Second, our research is based on CEST and also contributes to CEST. Specifically, CEST mentioned that the extent to which individuals behave primarily according to one of the systems varies based on situations or the person himself or herself [70,95], but it did not specifically study which factor can affect such changes. Some later studies have verified the abovementioned proposition in different situations and found that external factors (eg, attraction effect and constructive thinking) do change the effects of experiential and rational systems [81,82]. This study has verified the abovementioned proposition in an OHC context. We found that social interaction together with emotional support negatively influences consumers’ VRBs, but together with informational support, it positively influences consumers’ VRBs. This finding extends the literature on CEST by verifying the moderating roles of a new external factor (social interaction) in a new context (OHCs).

Practical Implication

This paper has identified and verified the effects of four main variables on consumers’ VRBs on free health services in OHCs. We contributed to noncommercial web-based SE platforms by providing these platform operators strategies on how to motivate consumers to voluntarily reward free service contributors.

First, platform operators could optimize their platform feature design. They can optimize the platform communication features and encourage service providers and consumers to interact with each other. In addition, they can design and implement new rewarding systems. For example, they can display the rewarding messages such as “consumer XX just rewarded provider YY some money.” These rewarding messages might cause more consumers to comply with others and choose to reward free service contributors.
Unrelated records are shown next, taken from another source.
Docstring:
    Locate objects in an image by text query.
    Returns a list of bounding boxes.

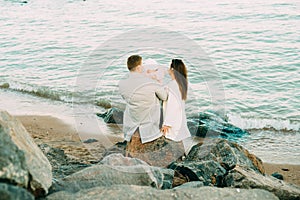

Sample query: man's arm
[155,87,168,101]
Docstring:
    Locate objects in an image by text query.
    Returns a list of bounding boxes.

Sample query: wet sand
[17,115,300,186]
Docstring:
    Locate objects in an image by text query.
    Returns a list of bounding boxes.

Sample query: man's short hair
[127,55,142,71]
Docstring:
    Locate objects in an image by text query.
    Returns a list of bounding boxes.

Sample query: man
[119,55,168,144]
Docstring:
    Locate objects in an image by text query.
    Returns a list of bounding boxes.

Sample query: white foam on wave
[227,114,300,132]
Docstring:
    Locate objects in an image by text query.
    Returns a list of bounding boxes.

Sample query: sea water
[0,0,300,164]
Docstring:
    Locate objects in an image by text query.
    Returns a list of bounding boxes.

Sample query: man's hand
[160,125,171,135]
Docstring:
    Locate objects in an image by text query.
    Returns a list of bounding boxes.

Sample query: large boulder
[224,166,300,200]
[39,144,91,178]
[46,185,278,200]
[52,165,174,192]
[96,108,249,141]
[169,160,227,186]
[100,153,148,166]
[96,108,124,124]
[126,131,184,167]
[0,111,52,196]
[185,139,265,174]
[187,111,249,141]
[0,183,34,200]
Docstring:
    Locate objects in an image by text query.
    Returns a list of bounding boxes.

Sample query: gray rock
[271,172,283,180]
[224,167,300,200]
[174,181,204,189]
[187,110,249,142]
[52,165,174,192]
[39,144,91,179]
[185,139,265,174]
[0,183,34,200]
[100,153,148,166]
[96,108,124,124]
[46,185,278,200]
[169,160,226,186]
[83,138,98,144]
[0,111,52,196]
[102,140,127,157]
[0,83,9,89]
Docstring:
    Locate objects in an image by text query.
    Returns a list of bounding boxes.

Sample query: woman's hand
[160,125,171,135]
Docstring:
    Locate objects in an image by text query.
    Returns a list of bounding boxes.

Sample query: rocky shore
[0,110,300,200]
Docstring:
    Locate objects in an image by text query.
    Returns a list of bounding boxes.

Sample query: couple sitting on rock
[119,55,193,165]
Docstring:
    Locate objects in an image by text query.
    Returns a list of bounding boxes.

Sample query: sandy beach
[16,115,300,186]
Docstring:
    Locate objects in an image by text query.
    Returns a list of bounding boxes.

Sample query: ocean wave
[0,82,119,109]
[227,114,300,133]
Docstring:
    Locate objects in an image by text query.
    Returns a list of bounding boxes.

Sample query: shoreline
[15,115,300,186]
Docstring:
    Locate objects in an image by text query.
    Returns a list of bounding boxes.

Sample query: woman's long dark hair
[170,59,188,100]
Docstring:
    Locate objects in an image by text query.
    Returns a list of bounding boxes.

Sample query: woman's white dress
[163,80,193,154]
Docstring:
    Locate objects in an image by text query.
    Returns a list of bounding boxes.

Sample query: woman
[161,59,193,155]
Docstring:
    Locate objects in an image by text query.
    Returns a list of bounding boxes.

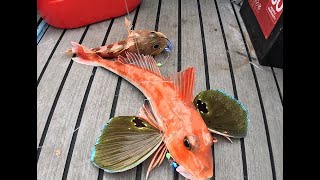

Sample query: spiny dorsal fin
[138,101,159,129]
[118,52,162,77]
[167,67,194,102]
[124,17,132,34]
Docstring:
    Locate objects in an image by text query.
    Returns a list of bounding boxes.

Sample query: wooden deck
[37,0,283,180]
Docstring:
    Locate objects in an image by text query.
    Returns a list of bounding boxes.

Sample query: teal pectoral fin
[90,116,163,173]
[193,90,249,138]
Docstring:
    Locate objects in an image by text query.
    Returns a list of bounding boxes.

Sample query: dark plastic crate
[240,0,283,68]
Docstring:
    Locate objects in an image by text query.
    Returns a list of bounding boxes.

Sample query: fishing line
[124,0,141,55]
[124,0,132,24]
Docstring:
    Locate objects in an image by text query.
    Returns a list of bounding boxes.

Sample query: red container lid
[37,0,141,29]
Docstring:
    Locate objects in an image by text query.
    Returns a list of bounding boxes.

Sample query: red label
[248,0,283,39]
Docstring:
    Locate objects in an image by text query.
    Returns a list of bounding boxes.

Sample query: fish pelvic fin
[90,116,164,173]
[138,100,159,129]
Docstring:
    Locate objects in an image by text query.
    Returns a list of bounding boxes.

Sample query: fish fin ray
[90,116,164,173]
[167,67,195,103]
[193,90,250,138]
[138,101,159,129]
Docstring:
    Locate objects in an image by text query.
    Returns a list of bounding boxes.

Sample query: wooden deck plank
[273,68,283,98]
[234,3,283,180]
[200,0,243,180]
[250,67,283,180]
[235,6,283,180]
[37,22,109,179]
[37,26,63,78]
[141,0,178,180]
[37,27,85,145]
[37,10,41,22]
[181,0,206,94]
[217,0,272,180]
[68,17,135,179]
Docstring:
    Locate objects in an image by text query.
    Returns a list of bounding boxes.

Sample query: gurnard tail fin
[67,42,102,66]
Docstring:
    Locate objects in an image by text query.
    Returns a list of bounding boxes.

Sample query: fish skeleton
[66,18,172,59]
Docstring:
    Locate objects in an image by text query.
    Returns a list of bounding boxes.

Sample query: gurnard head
[129,30,173,56]
[165,108,213,180]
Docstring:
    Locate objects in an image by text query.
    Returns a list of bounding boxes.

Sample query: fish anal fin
[167,67,195,103]
[138,101,159,129]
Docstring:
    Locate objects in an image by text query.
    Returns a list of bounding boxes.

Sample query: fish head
[129,30,173,56]
[165,109,213,180]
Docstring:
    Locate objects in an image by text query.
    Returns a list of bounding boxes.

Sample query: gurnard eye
[183,137,191,150]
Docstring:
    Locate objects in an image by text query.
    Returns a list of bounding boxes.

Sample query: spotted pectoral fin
[193,90,249,138]
[91,116,163,173]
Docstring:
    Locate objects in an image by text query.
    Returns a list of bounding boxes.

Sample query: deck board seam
[62,18,114,180]
[37,25,90,163]
[271,67,283,106]
[197,0,216,180]
[37,29,67,87]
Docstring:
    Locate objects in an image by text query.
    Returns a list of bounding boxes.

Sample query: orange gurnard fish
[67,48,247,180]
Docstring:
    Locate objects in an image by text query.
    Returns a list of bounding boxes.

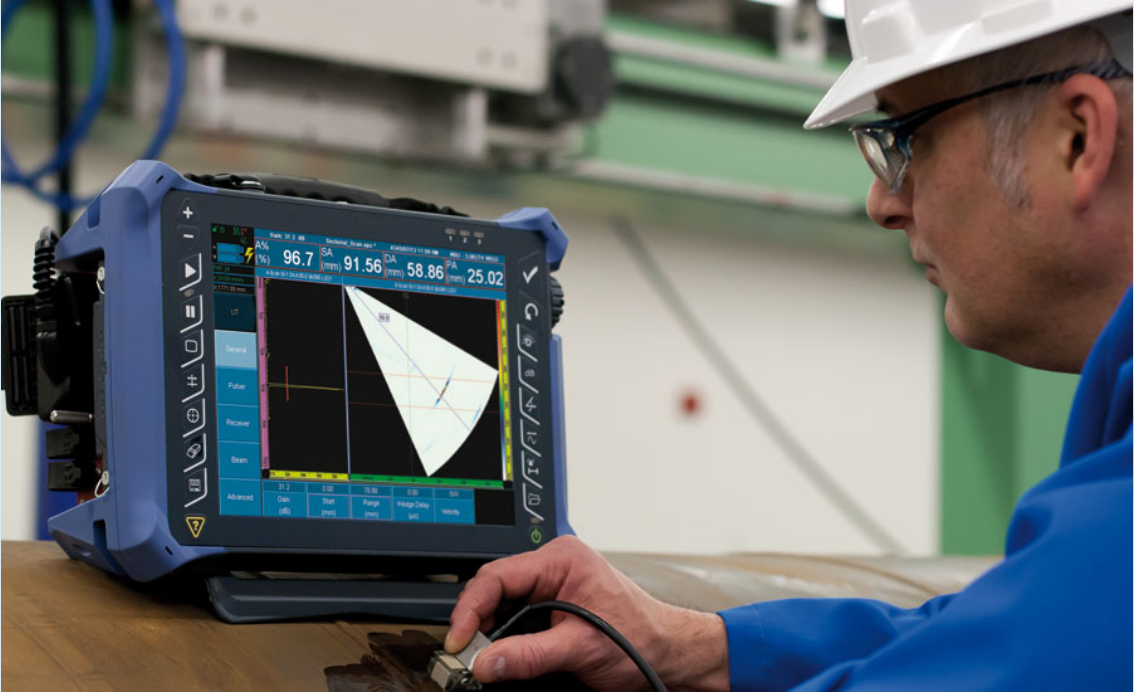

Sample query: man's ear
[1058,75,1118,211]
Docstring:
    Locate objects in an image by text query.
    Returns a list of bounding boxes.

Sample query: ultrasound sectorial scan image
[264,280,503,480]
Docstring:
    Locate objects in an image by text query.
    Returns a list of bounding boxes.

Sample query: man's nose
[866,178,913,230]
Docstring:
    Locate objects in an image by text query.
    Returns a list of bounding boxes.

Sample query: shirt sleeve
[719,594,953,692]
[720,431,1134,692]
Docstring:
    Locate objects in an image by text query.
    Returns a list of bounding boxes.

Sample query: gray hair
[941,26,1131,209]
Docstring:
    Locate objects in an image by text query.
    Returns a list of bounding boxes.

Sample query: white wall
[0,102,939,554]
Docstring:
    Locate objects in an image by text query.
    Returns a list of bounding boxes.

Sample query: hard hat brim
[803,0,1131,129]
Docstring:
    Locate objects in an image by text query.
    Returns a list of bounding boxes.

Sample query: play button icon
[179,252,201,290]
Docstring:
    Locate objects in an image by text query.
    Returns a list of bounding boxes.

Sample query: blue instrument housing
[49,161,573,622]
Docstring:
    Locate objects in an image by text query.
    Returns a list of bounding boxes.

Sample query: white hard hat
[804,0,1134,129]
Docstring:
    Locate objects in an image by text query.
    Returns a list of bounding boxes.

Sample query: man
[446,0,1134,691]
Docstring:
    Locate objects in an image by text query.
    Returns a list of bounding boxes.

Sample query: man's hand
[445,537,728,692]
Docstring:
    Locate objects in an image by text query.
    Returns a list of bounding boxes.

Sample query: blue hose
[0,0,186,209]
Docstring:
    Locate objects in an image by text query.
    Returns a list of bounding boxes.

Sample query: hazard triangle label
[185,515,205,538]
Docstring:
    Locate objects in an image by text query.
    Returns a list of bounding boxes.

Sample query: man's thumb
[473,626,572,683]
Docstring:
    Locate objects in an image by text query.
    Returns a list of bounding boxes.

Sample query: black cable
[54,0,73,234]
[489,601,666,692]
[612,217,904,555]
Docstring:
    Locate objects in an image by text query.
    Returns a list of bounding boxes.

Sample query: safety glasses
[851,60,1127,195]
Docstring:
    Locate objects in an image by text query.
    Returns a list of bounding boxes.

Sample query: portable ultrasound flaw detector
[3,161,572,622]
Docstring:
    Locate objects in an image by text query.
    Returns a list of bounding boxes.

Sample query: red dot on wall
[682,390,701,416]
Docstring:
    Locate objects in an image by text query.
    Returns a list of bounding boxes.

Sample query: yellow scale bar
[500,301,511,481]
[268,469,350,481]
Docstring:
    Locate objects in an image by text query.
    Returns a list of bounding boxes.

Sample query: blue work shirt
[720,290,1134,692]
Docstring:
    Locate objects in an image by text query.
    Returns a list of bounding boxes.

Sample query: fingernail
[481,656,508,683]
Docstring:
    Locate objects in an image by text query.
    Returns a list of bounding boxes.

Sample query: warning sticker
[185,514,205,538]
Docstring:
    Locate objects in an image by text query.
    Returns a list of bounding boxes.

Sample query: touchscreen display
[210,223,515,525]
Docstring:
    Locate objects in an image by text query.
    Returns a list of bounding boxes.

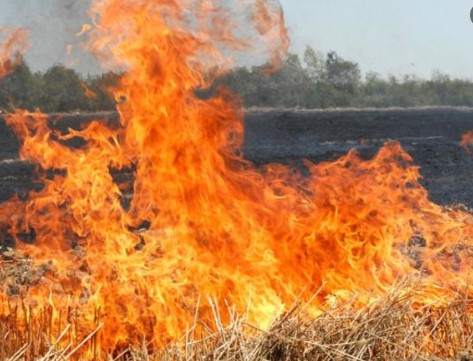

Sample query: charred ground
[0,108,473,207]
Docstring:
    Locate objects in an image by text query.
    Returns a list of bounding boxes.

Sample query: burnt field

Second, platform operators should encourage service providers to contribute professional knowledge and generate high-quality services. They can invite more professionals or experts to use their platforms. They can help enthusiastic consumers to improve professional capabilities. The engagement of professionals and enthusiastic consumers can guarantee the quality of services on noncommercial SE platforms and can in turn attract more consumers to use their platforms and reward free service contributors.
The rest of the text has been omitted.